Haben Sie vielleicht Ihren Vater in die Augen, oder Ihre Mutter lächeln oder sogar Ihr Großvater ' s Gesicht. Bestimmte Dinge kann in Familien laufen und vererbt werden; Ihre Gene geben Sie die Zeichen, die Sie haben, und sogar die Kontrolle über einige der lebenswichtigen inneren biologischen Prozesse, die Sie brauchen, um zu überleben. Sie sind auch verbunden mit dem potential, dass eine bestimmte Krankheit.
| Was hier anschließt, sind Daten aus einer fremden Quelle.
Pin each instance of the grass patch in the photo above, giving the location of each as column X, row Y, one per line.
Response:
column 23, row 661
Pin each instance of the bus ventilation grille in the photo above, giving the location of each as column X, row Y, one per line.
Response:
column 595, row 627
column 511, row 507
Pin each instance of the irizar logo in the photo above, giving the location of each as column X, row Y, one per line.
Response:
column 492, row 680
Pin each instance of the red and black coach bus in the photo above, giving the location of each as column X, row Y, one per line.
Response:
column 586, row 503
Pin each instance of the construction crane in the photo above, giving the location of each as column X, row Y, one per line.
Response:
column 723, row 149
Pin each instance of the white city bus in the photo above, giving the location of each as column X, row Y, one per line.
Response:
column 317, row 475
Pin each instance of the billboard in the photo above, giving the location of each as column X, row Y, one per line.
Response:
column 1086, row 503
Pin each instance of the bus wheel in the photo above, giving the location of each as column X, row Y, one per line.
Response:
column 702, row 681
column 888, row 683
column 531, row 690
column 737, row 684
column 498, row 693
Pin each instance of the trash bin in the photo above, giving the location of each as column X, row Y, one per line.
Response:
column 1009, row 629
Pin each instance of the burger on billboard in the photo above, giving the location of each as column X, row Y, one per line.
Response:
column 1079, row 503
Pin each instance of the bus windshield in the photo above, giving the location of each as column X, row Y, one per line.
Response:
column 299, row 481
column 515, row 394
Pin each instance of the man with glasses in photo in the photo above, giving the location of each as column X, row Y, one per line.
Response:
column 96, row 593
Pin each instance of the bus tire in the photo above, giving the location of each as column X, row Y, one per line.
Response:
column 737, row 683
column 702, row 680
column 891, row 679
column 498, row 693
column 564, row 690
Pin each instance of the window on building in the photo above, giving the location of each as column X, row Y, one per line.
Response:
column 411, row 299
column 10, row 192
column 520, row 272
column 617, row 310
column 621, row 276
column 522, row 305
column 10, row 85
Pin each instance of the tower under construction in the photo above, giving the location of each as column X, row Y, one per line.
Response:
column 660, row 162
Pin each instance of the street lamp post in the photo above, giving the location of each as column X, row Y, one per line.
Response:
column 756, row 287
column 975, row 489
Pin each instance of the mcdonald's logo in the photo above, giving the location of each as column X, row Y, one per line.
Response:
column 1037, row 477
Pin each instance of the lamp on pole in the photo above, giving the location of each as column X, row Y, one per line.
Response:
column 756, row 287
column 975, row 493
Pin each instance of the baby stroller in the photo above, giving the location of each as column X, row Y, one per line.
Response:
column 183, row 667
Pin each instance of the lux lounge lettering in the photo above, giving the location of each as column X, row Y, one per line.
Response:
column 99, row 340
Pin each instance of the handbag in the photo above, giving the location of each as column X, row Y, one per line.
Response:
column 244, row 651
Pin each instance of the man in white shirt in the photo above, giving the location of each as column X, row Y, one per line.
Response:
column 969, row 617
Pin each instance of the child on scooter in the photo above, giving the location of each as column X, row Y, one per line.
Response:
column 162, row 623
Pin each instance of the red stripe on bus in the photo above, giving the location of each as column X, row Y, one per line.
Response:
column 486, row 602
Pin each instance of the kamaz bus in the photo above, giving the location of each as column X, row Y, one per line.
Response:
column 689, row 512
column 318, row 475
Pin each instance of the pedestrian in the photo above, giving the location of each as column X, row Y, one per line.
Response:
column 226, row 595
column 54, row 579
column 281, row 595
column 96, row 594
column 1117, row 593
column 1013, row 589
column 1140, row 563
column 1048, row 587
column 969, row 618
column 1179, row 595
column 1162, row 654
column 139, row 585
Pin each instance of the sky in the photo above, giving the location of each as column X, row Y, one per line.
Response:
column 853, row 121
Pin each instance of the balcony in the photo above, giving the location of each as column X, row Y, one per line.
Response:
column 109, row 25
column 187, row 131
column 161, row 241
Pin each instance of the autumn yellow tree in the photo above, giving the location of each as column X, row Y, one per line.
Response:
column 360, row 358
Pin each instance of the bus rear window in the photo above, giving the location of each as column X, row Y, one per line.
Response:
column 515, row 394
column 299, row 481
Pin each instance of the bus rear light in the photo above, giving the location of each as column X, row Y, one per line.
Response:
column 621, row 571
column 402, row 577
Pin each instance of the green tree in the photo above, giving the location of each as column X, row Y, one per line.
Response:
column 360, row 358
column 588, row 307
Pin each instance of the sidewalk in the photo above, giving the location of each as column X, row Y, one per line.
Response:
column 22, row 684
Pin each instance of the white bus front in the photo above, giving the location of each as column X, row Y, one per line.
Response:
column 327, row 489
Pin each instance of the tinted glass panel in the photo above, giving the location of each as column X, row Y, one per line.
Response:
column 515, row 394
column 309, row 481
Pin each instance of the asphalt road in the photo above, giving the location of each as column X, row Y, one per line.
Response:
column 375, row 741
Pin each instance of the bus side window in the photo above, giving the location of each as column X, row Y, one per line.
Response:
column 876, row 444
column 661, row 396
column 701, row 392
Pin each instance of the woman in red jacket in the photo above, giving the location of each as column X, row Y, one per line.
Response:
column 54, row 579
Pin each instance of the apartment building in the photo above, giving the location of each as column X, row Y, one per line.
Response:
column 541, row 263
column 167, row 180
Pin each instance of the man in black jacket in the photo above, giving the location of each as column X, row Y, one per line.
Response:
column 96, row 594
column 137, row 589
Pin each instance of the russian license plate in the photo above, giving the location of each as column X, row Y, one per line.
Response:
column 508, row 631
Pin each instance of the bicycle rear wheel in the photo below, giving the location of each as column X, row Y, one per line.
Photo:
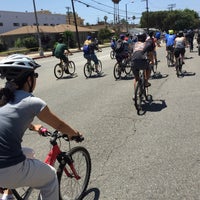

Ob oder nicht Sie sind auch verknüpft mit den Problemen im Schlafzimmer, ist etwas, was enthüllt werden wird gegen Ende dieses Artikels.

Erektile Dysfunktion (ED) ist eine sexuelle Dysfunktion durch die Unfähigkeit zu entwickeln oder aufrechtzuerhalten eine Erektion des penis während der sexuellen Aktivität. Es ist ein gemeinsames problem der öffentlichen Gesundheit, die Millionen von Menschen weltweit. Es wurde geschätzt, dass fast ein jeder der zehn Männer hätten solche Beschwerden, die vier mal häufiger bei Männern im Alter in Ihren 60ern als in Ihren 40ern. Wenn er eine Erektion zu erreichen, die ein Mann braucht eine angemessene zirkulierenden Niveau von Hormonen, ausreichend Blut in den penis fließen, intakte Nerven Versorgung des penis; und eine entsprechende sexuelle Lust. Wenn es ein problem mit einem oder mehreren dieser Mechanismen, die Erektion kann scheitern.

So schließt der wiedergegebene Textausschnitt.